Geçtiğimiz günlerde Deulcom Adana Şube Müdürü Oktay Orel, İstanbul´dan bir konuğu ile yanıma geldi. Oktay Bey başarılı çalışmalarıyla Deulcom´u bölgenin sayılır dershaneleri arasına soktu. Gelen arkadaşla tanıştım... Adı Elif Özkul Gökmen... Özkul Ailesi Adana´nın tanınmış ailelerinden biridir. Bu aile kızlarını Tarsus Amerikan Kolejinde okuttu ve Elif de başarı gösterip Marmara Üniversitesi İşletme Fakültesinin İngilizce bölümünü bitirdi. Sonra yurtdışına gitti, kareyireni tamamlayıp İstanbul´a döndü. Önemli şirketlerde çalıştı. Son olarak da yurtdışına öğrenci gönderen EF Education şirketine girdi, burda üst düzey sorumlulardan biri oldu... Ayrıca İstanbul´da evlendi... Eşi İstanbullu... Yani artık geri dönüşü çok zor. Bundan böyle Adanalıları İstanbul´da temsil edecek...

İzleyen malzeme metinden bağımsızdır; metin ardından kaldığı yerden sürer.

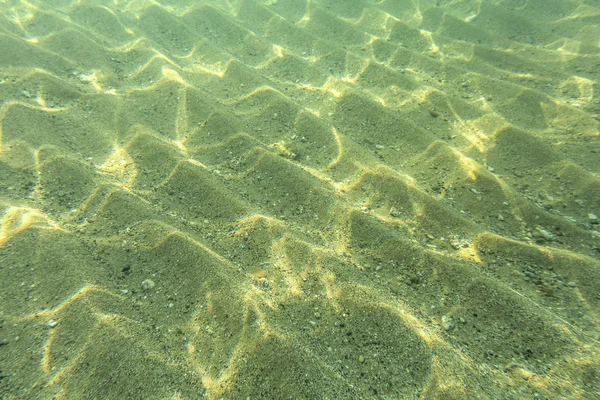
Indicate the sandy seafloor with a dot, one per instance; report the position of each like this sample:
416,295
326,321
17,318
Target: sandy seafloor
300,199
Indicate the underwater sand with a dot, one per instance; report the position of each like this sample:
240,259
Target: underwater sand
299,199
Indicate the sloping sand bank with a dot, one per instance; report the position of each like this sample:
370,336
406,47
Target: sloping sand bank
299,199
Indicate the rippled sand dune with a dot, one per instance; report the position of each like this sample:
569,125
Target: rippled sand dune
300,199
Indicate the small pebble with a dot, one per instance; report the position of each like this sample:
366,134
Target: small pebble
448,323
148,284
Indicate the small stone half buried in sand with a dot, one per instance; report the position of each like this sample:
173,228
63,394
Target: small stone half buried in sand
148,284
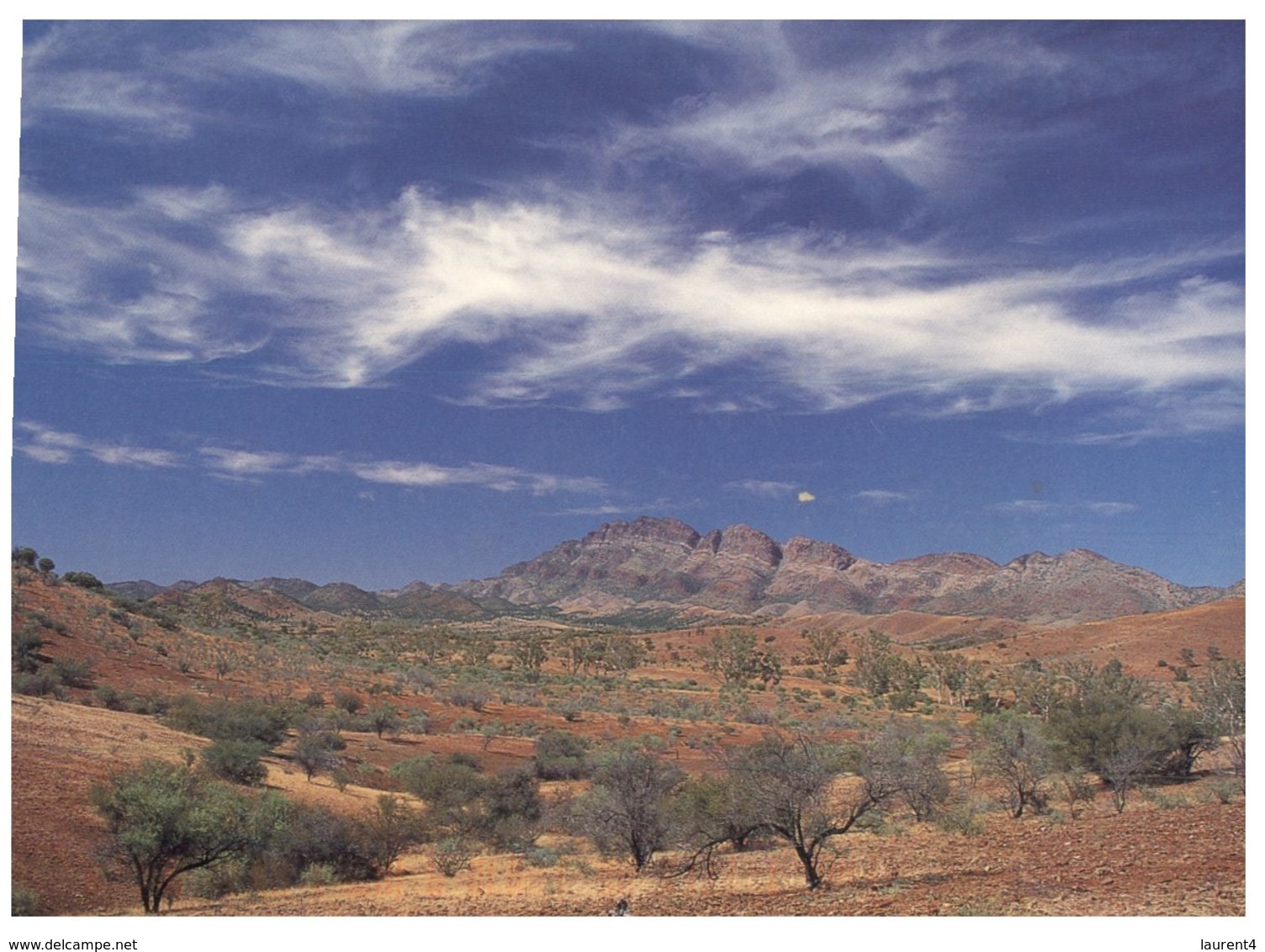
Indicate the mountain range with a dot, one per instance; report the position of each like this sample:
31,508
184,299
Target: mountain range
667,567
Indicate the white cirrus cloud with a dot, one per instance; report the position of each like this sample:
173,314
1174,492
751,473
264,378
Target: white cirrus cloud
577,305
47,444
1046,507
767,489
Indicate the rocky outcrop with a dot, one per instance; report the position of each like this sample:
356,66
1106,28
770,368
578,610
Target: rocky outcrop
742,569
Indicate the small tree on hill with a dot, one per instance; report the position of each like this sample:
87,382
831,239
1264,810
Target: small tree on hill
1012,748
791,785
629,803
166,819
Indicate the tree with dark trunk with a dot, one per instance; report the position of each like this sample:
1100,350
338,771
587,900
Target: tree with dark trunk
792,786
629,801
166,819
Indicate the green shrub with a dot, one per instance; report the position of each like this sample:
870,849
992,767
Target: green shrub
319,874
27,643
237,761
562,756
38,685
73,673
221,720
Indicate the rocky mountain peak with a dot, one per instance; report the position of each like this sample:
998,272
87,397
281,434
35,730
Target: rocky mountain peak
742,540
806,552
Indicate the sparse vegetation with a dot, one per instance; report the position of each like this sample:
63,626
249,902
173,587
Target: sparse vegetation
672,769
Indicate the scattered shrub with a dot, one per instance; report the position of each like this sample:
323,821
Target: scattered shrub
562,756
237,761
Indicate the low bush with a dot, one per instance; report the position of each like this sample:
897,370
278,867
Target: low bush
562,756
237,761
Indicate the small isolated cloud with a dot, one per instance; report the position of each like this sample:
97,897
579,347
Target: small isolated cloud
882,497
765,489
57,447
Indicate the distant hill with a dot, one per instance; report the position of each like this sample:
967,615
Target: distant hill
740,569
663,568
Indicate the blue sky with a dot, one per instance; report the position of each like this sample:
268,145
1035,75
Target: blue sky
392,301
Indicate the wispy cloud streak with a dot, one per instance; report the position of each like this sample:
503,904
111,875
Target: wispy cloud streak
60,447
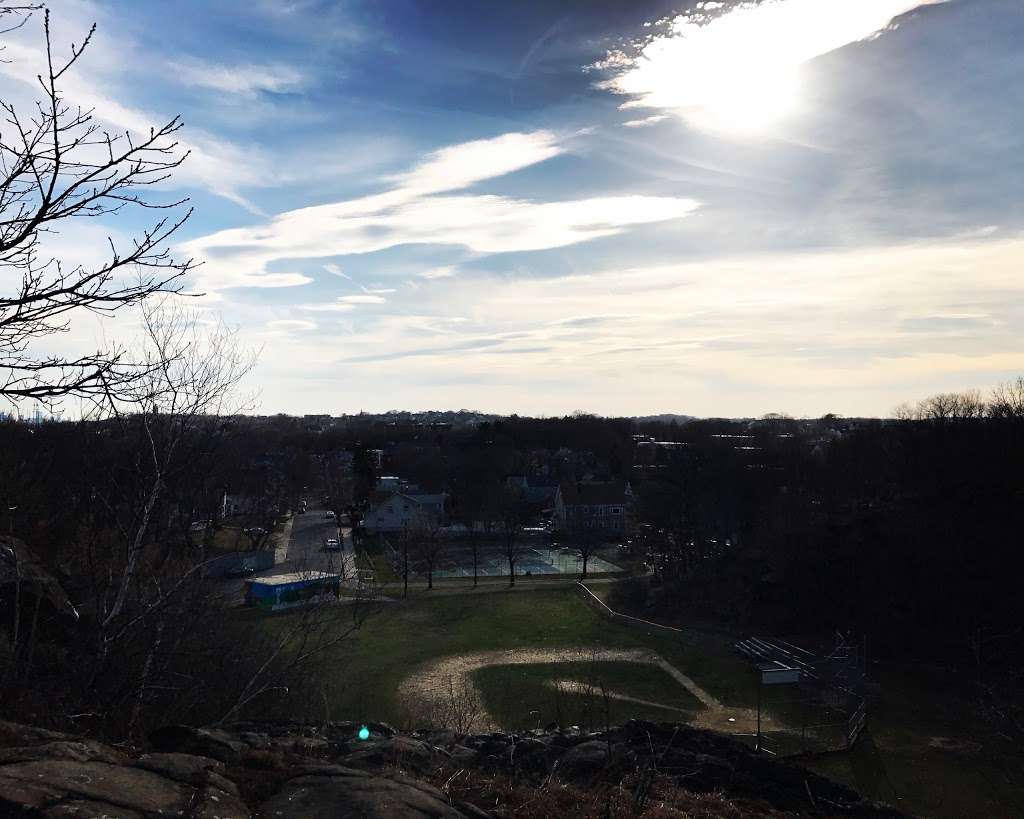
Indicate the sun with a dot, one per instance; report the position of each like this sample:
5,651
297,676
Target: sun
748,100
740,70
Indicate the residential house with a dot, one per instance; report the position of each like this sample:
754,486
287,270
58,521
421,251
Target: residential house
600,507
393,511
539,492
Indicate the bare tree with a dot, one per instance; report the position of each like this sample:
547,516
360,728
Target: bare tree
585,542
1008,400
511,516
57,165
188,377
429,547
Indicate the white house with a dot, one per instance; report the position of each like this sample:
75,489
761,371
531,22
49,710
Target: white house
395,511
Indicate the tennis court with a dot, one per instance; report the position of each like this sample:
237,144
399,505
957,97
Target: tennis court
458,562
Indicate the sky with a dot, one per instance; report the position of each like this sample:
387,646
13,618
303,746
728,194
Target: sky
626,208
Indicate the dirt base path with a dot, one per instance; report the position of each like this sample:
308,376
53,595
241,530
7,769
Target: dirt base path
445,685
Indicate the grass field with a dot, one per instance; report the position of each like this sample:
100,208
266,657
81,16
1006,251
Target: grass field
922,751
527,695
390,646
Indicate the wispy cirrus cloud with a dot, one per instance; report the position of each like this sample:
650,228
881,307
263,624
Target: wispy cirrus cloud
736,68
244,80
214,164
420,209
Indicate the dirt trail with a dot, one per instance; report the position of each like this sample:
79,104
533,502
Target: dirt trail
431,688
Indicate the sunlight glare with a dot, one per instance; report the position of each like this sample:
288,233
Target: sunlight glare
740,71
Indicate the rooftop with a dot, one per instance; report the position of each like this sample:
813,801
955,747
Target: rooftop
295,576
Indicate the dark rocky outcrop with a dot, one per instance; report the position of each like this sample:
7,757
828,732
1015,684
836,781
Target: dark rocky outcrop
297,770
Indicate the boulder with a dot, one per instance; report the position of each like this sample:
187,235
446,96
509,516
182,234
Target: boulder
45,783
213,742
358,798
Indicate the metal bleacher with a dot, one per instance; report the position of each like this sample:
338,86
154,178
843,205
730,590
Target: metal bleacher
777,652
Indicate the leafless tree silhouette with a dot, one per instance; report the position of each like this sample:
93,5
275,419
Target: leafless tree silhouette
58,165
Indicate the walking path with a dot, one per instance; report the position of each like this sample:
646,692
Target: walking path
431,688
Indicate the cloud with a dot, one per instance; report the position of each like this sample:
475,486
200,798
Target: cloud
739,70
328,307
214,164
417,212
646,121
456,167
291,324
851,331
242,80
334,269
438,272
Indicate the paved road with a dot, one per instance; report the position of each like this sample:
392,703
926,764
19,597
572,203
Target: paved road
305,547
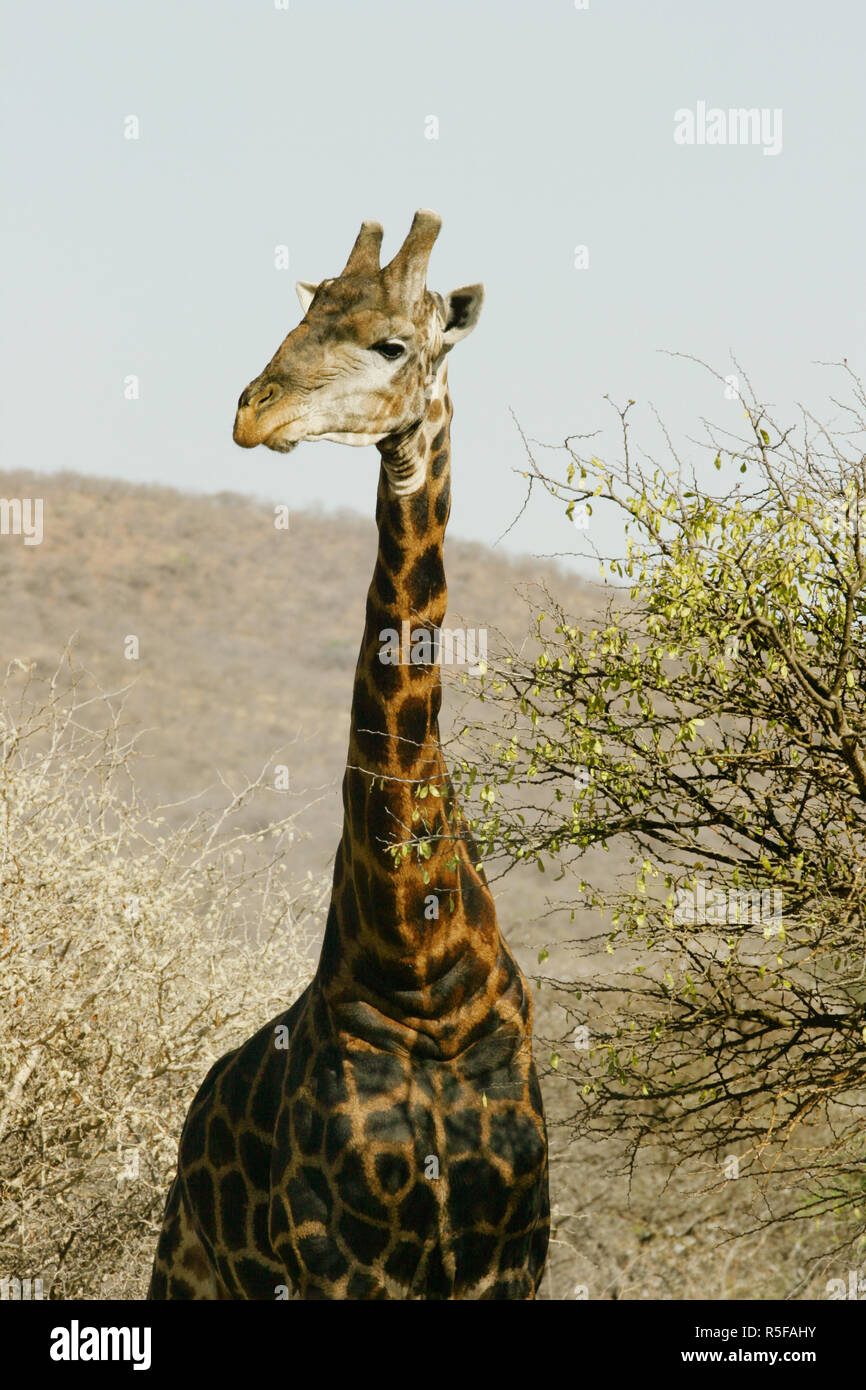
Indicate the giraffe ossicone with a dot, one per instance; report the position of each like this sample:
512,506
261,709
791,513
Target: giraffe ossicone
384,1137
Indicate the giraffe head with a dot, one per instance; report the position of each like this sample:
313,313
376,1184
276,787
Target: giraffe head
360,366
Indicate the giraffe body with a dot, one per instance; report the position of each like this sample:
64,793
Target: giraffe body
384,1137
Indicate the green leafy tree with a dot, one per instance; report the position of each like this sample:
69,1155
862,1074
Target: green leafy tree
712,717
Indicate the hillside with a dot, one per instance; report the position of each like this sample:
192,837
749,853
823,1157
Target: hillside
248,638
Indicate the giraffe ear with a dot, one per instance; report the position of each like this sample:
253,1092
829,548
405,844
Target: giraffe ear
305,293
462,310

EF Education, işadamlarına yönelik yurtdışı dil programları hazırlıyor, onları haftalık programlar dahilinde ve yapılan testlerde saptanan durumunuz da göz önünde bulundurularak en kısa sürede İngilizce öğrenmeleri için olanak sağlıyor... EF Education´ın Adana´daki başvuru adresi de Deulcom... İşte Elif bu işleri organize ediyor... Yani sorumluluğu bir hayli fazla. Biz Oktay Orel´le Çukurova´nın Türkiye´nin en güzel bölgesi olduğunu konuşurken Elif de haliyle bu bölgeye duyduğu özlemi dile getirdi... İstanbul´da hayat o kadar kolay değildir... Bir kere en büyük düşmanınız trafik... Zamanınızın büyük bir bölümünü trafikle boğuşarak geçiriyorsunuz. Kendinize küçük bir dünya yarat"manız da mümkün değil. Bulunduğunuz firma Türkiye´ye ve dünyaya servis veriyorsa daha çok zamana ihtiyacınız var demektir. Ayrıca Elif Hanım´ın eşi arıtım tesisleri kuruyor. Kendi şirketi var. Örneğin deniz suyunu arıtıp kullanılır hale getiriyor. Bu şirketin haliyle İstanbul´da olması gerekiyor, çünkü her ne kadar turizm bölgemiz Ege ve Akdeniz ise de, turizmin kalbi İstanbul´da atıyor... Tüm büyük kuruluşların merkezleri de İstanbul´da... Kendini yetiştiren gençlerin İstanbul´u tercih etmeleri de bundan... Hatırlarsınız bu sütunlarda Lozan´da Fashion okuyan ve 4 lisan bilen bir gence iş bulamadığımızı yazmıştım... İş bulamadığımız genç ailesinden mecburen kopup İstanbul´a gitmiş ve gittiği hafta iş bulmuştu... Belki bir gün beyin göçü sona erecek... Yatırımların önü açılacak, bölgeye gelen işadamlarına her türlü destek verilecek. Tüm dünya bunu yapıyor. Yeter ki siz istihdam yaratacağım deyin ve projenizi gösterin. Önünüzdeki tüm kapılar açılıyor...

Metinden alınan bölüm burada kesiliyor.